Caches and Memory Hierarchy
From registers to DRAM — understanding latency, bandwidth, and why cache-friendly code wins.
Updated March 18, 2026
The Pyramid
| Level | Typical size | Latency (cycles) |
|---|---|---|
| Registers | ~few hundred B | 0–1 |
| L1 cache | 32–64 KB | ~4 |
| L2 cache | 256 KB – 1 MB | ~12 |
| L3 cache | 8–64 MB | ~40 |
| DRAM | 16–512 GB | ~200 |
| NVMe SSD | TB-scale | ~10 000+ |
Every level trades capacity for speed. A program that fits its working set in L1 will feel instant; one that thrashes DRAM will crawl.
Registers
Registers are the fastest memory level. They are located on the same chip as the CPU cores and are used to store the most frequently used data and instructions.
Cache
Cache Lines and Spatial Locality
Caches operate on 64-byte lines. Accessing one byte pulls in the entire line, so iterating a contiguous array is essentially free after the first miss — this is spatial locality at work.
int32_t[] a = ...; // initialize array
// cache-friendly: sequential access
for (int i = 0; i < N; i++)
sum += a[i];
// cache-hostile: strided access
for (int i = 0; i < N; i += STRIDE)
sum += a[i];
Questions
- What is the
STRIDEin the example code?
Answers
- A cache line is 64 bytes and each
int32_tis 4 bytes, soSTRIDE = 64 / 4 = 16. At this stride every access lands in a different cache line, eliminating all spatial locality benefit.
Cache Types
- Inclusive cache: all cache lines are stored in the cache.
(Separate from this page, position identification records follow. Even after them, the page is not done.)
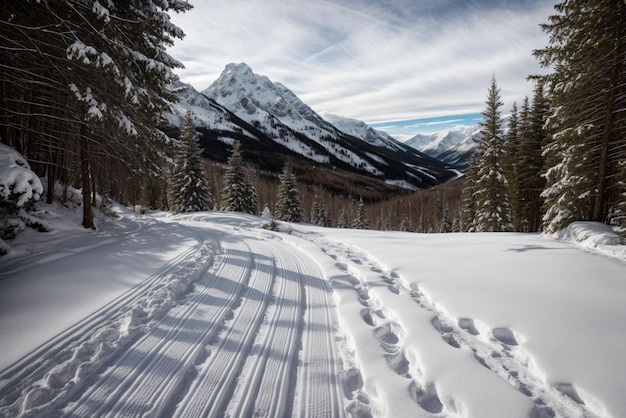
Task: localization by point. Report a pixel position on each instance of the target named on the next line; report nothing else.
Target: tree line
(563, 157)
(85, 85)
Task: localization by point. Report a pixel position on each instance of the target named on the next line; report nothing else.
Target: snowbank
(594, 237)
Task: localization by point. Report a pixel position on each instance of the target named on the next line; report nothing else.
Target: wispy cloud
(370, 60)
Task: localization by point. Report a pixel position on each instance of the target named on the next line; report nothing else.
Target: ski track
(255, 336)
(51, 374)
(499, 349)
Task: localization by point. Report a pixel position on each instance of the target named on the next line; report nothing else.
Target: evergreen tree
(361, 221)
(468, 200)
(446, 223)
(529, 165)
(406, 225)
(510, 166)
(88, 79)
(189, 186)
(289, 204)
(587, 120)
(493, 211)
(239, 193)
(319, 212)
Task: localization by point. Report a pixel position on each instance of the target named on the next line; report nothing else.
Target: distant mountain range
(453, 146)
(273, 124)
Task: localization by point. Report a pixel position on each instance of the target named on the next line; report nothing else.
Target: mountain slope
(453, 147)
(271, 114)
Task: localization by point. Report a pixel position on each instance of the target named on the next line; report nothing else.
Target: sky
(403, 66)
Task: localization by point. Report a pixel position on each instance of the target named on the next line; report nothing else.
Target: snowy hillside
(361, 130)
(453, 146)
(279, 122)
(208, 314)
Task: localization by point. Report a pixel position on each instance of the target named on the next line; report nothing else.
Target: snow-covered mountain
(270, 120)
(362, 130)
(453, 146)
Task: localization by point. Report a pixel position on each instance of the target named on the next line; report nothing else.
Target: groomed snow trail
(254, 336)
(398, 318)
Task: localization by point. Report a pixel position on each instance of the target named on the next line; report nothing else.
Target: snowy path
(399, 320)
(254, 337)
(207, 314)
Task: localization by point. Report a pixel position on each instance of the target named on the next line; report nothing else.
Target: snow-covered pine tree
(239, 193)
(95, 85)
(529, 162)
(319, 212)
(189, 185)
(446, 223)
(468, 200)
(342, 219)
(289, 204)
(361, 221)
(512, 139)
(493, 210)
(587, 120)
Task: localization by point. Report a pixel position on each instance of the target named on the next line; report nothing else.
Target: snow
(17, 181)
(208, 314)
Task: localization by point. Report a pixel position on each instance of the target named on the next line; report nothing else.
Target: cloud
(370, 60)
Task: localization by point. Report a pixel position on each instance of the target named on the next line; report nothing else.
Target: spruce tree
(529, 165)
(289, 204)
(493, 211)
(239, 193)
(91, 81)
(319, 212)
(361, 221)
(510, 166)
(587, 121)
(342, 219)
(189, 186)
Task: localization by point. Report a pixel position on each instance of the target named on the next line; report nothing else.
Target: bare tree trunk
(84, 171)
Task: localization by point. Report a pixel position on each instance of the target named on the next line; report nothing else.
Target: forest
(85, 87)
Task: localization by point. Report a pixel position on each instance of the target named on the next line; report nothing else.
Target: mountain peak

- Exclusive cache: only the cache lines that are not in the cache are stored in the cache.
Cache
There is a fundemental trade off between the size of the cache and the number of cache lines that can be stored in the cache. The more cache lines that can be stored in the cache, the more cache lines that can be stored in the cache. The more cache lines that can be stored in the cache, the more cache lines that can be stored in the cache.
Prefetching
Hardware prefetchers detect sequential and strided patterns automatically. Software prefetch intrinsics (__builtin_prefetch, _mm_prefetch) give you explicit control when access patterns are irregular.
Rule of thumb: Measure with
perf stat— if your L1 miss rate is above ~5 %, there is likely a data layout opportunity.